In December 1972, Aladár Radnóti died and Maria was appointed to the same professorship at Goethe as he had held. She taught from then until her retirement in 1991 in the 'Seminar for Greek and Roman History, Second Section' on Roman provincial archaeology and ancient medicine. Since her retirement in 1991, she has been an emerita professor at Goethe University Frankfurt.

She led the Griechisches Münzwerk project of the Berlin-Brandenburg Academy of Sciences and Humanities and the Fundmünzen der Antike ('Coin finds from Antiquity') project of the Akademie der Wissenschaften und der Literatur (with Hans-Markus von Kaenel), for which she has produced several volumes.

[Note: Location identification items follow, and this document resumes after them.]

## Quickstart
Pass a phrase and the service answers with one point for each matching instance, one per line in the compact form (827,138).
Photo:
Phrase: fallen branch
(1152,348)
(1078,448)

== Awards and memberships ==
Radnoti-Alföldi was awarded the Cross of Merit on the Order of Merit of the Federal Republic of Germany in 1992.

For her work on ancient numismatics, she was awarded the medal of the Royal Numismatic Society in 1995, and the Archer M. Huntington Medal of the American Numismatic Society in 2000.

She was a member of the Akademie der Wissenschaften und der Literatur and an ordinary member of the German Archaeological Institute.

Radnoti-Alföldi was also an honorary member of several learned societies: the Italian Numismatic Society, the Österreichische Numismatische Gesellschaft, the Société française de numismatique, the Commission Internationale de Numismatique, the Hungarian Numismatic Society, and of the Hungarian Society for the Studies of Antiquity.

==Select publications==
- 1963. Die Constantinische Goldprägung. Untersuchungen zu ihrer Bedeutung für Kaiserpolitik und Hofkunst (The Constantinian gold coinage. Investigations on their significance for imperial politics and court art). Philipp von Zabern, Mainz. ISBN 3-515-02402-6.
- 1976. Dekadrachmon. Ein forschungsgeschichtliches Phänomen (Decadrachm: A scholarly historical phenomenon). Franz Steiner Verlag, Wiesbaden. ISBN 3-515-02402-6.
- 1978. Antike Numismatik. Teil 1: Theorie und Praxis (Ancient numismatics. Part 1: Theory and Practice). Philipp von Zabern, Mainz. ISBN 3-8053-0230-4
- 1978. Antike Numismatik. Teil 2: Bibliographie (Ancient numismatics. Part 2: Bibliography). Philipp von Zabern, Mainz. ISBN 3-8053-0335-1.
- 1999. Bild und Bildersprache der römischen Kaiser. Beispiele und Analysen (Imagery and visual language of the Roman Emperors. Examples and analysis). Philipp von Zabern, Mainz. ISBN 3-8053-2455-3.
- 2004. Phoenix aus der Asche. Die Liburna, ein Gründungsmonument von Constantinopolis (Phoenix from the ashes. The Liburna, a foundation monument of Constantinople). Franz Steiner Verlag, Stuttgart. ISBN 3-515-08612-9.
- 2011 (with Edilberto Formigli and Johannes Fried). Die römische Wölfin. Ein antikes Monument stürzt (The Roman she-wolf. An ancient monument overthrown). Franz Steiner Verlag, Stuttgart. ISBN 978-3-51509876-2.
- Die Fundmünzen der römischen Zeit in Deutschland (FMRD) IV 3/1-2; 3/4-6. Gebruder Mann Verlag, Trier.

==Bibliography==
- Hans-Christoph Noeske et al. (ed.): Die Münze. Bild - Botschaft - Bedeutung. Festschrift für Maria R. Alföldi. Peter Lang, Frankfurt am Main 1991. ISBN 3-631-42640-2 (with full list of publications).